Opening Doors with Open Source

Vol. 20, No. 9 • October 2000

• FEATURE •
Opening Doors with Open Source
by Don Gourley

Libraries large and small are starting to realize the opportunities that open source software can make possible.

In Beauregard Parish, Louisiana, patrons access library catalogs and Web resources using Linux-based public access workstations at their local library. Developers at the Cushing/Whitney Medical Library at Yale University are leading a cooperative effort to build a free reference source to describe online journals and aggregator content.
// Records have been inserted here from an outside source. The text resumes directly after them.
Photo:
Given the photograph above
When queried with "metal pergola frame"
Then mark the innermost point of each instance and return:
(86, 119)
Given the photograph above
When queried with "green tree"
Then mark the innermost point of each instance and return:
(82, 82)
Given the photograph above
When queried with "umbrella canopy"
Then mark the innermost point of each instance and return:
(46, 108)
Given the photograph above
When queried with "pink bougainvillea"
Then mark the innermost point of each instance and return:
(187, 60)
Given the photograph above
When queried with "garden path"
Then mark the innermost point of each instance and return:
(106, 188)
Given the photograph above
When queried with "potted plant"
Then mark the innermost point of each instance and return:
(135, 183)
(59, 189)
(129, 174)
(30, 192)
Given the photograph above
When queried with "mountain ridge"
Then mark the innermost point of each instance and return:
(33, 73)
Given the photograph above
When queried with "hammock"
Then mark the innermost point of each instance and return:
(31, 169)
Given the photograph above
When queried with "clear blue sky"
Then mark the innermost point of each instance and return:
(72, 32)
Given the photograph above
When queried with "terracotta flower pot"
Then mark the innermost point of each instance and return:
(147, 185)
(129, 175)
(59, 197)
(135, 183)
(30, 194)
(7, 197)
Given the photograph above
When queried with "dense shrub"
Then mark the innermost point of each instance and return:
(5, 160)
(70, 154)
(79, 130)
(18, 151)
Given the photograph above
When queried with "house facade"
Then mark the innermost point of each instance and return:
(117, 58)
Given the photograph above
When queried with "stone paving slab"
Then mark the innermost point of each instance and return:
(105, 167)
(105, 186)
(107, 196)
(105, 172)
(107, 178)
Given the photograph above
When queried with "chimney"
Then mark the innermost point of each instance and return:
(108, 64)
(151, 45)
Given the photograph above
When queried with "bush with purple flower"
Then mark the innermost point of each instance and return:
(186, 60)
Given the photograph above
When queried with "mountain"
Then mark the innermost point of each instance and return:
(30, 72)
Here at the Washington Research Library Consortium (WRLC), located near Washington, DC, we are basing our new customizable and personalizable portal for Web resources on free software from the Apache organization.

Libraries large and small are starting to realize the opportunities that open source software can make possible. “Open source” is a buzz-phrase that is currently receiving a lot of attention in the software industry and, increasingly, in libraries. But what does it mean, and why is it important for libraries? In this article, I’ll try to answer those questions by drawing on our experiences using open source software at the WRLC to develop a variety of Web-based applications and services.

Peeking Through the Door
Even though it’s usually licensed for free, open source software is not the same as free software. There are free programs that aren’t open source, and there are costs associated with any software besides the initial licensing fee. Open source means that you are free to use, read, modify, and redistribute the source code and program as you wish. Librarians will recognize this distinction immediately. We strive to enable the free flow of information, but recognize the many costs associated with running a library.

Others have taken the library/open source analogy pretty far. See the Web sites I’ve listed in the accompanying sidebar for discussions of the open source movement and how it relates to libraries. I’ve also included pointers to some of the open source software mentioned in this article and to essays on the technical and social aspects of open source. They include convincing arguments that open source software can be more quickly and reliably developed and enhanced than software distributed in binary format only.

At the WRLC, however, it’s the practical benefits rather than the philosophy that has attracted us to open source software. The WRLC is a regional resource-sharing organization established by seven universities in the Washington, DC, metropolitan area to expand and enhance the information resources available to their students and faculty. As is true for libraries around the world, many of those resources are electronic and require software systems for access and management.

When we evaluate software to meet those needs, we are interested in whether it does the job and whether we can afford both the software license and the time and resources to set it up and maintain it. We will get the most affordable working solution, whether it is open source or not. Obviously, open source software has an immediate affordability advantage in our environment. It is usually free, but even if we pay for a package, the open source license allows us to deploy that software on as many computers and for as many users as we want.

How We Opened New Integration Opportunities
Finding a solution that meets our needs is a more difficult problem, sometimes at any price. The requirements of a library are pretty specific, and in our case we need to meet the needs of seven libraries. No longer will a single monolithic system meet all the requirements; we need to integrate various pieces together, and that calls for some degree of openness in each of the pieces. For example, our library catalog system is not open source, but the underlying database structure is open to us, allowing integration with other applications that can query the catalog database directly.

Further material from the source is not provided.